What Is Apple Adaptive Audio (And Why Your Ears Should Care)
It happens all the time, you've got your headphones in, blissfully unaware that someone starts talking to you or that there's suddenly something you need to hear. You then have to pause whatever you were listening to to figure out what you might have missed.
To combat any such potential annoyances (and to give your ears a break) yesterday at Apple's Worldwide Developers Conference, the company announced that it will be updating its AirPods to include Adaptive Audio capabilities. AirPods already have active noise cancellation features, but Adaptive Audio takes that a bit further. It can automatically change the volume and noise cancellation of your AirPods to suit your environment.

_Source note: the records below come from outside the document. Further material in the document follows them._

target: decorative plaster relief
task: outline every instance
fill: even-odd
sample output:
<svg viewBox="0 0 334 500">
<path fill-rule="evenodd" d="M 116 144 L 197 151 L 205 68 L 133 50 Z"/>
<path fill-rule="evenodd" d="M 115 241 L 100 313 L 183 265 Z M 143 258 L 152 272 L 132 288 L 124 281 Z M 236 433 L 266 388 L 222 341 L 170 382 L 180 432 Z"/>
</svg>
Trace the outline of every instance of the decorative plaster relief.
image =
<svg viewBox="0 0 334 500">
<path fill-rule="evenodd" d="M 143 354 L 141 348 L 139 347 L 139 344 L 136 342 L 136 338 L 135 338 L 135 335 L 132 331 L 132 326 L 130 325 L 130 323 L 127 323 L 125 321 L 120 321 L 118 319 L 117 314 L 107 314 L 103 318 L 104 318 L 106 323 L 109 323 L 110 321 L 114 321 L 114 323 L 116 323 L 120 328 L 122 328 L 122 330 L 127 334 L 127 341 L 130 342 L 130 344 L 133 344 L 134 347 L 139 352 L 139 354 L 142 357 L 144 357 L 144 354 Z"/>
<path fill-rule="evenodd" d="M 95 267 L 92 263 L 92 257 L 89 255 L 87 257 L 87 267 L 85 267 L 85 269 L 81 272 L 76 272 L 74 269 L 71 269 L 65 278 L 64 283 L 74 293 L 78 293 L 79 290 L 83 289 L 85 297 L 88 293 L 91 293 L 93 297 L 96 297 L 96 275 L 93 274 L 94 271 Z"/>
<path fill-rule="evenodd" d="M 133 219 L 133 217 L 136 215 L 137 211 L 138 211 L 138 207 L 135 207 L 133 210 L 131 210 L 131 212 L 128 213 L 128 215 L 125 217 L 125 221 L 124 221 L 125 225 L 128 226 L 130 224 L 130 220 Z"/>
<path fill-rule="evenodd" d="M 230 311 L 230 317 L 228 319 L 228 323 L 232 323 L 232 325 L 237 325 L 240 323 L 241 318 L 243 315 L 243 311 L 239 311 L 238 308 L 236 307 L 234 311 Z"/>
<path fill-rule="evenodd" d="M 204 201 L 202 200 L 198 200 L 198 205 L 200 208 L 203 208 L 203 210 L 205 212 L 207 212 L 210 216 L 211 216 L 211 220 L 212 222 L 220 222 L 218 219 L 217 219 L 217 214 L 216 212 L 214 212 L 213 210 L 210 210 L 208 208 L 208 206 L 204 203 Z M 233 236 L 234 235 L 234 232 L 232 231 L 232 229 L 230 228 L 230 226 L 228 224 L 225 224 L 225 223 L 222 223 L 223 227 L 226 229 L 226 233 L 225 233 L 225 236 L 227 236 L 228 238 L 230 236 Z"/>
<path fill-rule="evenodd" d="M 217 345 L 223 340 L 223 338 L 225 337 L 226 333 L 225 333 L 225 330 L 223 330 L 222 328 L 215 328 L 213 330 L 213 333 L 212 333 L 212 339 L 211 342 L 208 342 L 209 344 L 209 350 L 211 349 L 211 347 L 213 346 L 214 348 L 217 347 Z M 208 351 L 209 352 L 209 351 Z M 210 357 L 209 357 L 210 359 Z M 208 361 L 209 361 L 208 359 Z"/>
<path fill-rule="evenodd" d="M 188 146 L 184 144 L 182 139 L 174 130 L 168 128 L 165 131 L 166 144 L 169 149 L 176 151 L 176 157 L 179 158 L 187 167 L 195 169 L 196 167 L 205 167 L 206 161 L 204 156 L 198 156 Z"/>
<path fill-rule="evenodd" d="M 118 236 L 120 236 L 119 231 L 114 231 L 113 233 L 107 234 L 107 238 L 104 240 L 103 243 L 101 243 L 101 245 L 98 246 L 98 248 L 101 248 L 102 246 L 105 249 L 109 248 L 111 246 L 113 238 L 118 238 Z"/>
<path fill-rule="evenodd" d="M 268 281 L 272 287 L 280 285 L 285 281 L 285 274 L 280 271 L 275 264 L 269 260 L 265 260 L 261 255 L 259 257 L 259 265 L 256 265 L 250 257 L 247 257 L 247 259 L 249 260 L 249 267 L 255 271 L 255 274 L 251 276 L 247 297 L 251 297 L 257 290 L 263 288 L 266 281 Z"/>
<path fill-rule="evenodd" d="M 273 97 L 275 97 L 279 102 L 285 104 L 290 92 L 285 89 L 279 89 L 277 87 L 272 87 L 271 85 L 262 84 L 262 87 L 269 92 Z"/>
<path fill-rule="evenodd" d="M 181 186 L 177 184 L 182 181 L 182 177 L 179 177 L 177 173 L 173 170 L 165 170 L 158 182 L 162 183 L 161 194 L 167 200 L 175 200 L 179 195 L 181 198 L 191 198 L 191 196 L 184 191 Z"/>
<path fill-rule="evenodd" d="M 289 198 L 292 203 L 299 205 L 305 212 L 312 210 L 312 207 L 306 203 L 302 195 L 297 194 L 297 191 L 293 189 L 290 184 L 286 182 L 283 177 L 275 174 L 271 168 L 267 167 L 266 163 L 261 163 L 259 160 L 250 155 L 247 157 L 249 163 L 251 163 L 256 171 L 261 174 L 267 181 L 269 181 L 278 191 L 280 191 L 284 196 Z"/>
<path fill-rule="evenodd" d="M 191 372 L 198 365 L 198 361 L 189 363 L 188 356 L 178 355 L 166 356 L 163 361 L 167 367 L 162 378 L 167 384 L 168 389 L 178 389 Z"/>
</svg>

This allows the AirPods to automatically block out distracting noises, while allowing the wearer hear anything important. Apple accomplishes this through the magic of machine learning. This update will go live for 2nd generation AirPods Pro during the fall of this year.
The magic of machine learning
Apple is using that same machine learning for some additional upcoming features: personalized volume and conversation awareness. The personalized volume feature will allow your Airpods and devices to "learn" the volume level at which you typically listen to content and cater your listening experience accordingly. This allows not only allows you to find the sweet spot for volume, but also can help potentially stave off hearing damage in the long run.
Conversation awareness keeps a digital ear out for speaking, and if it detects that you are talking or someone is talking to you, it lowers the volume of whatever you are listening to automatically, and will also reduce background noise.
While all of the announced upcoming features seem like small quality of life improvements, they might be a gamechanger if you are someone who wears their AirPods a lot while working out, working, or while you're out and about.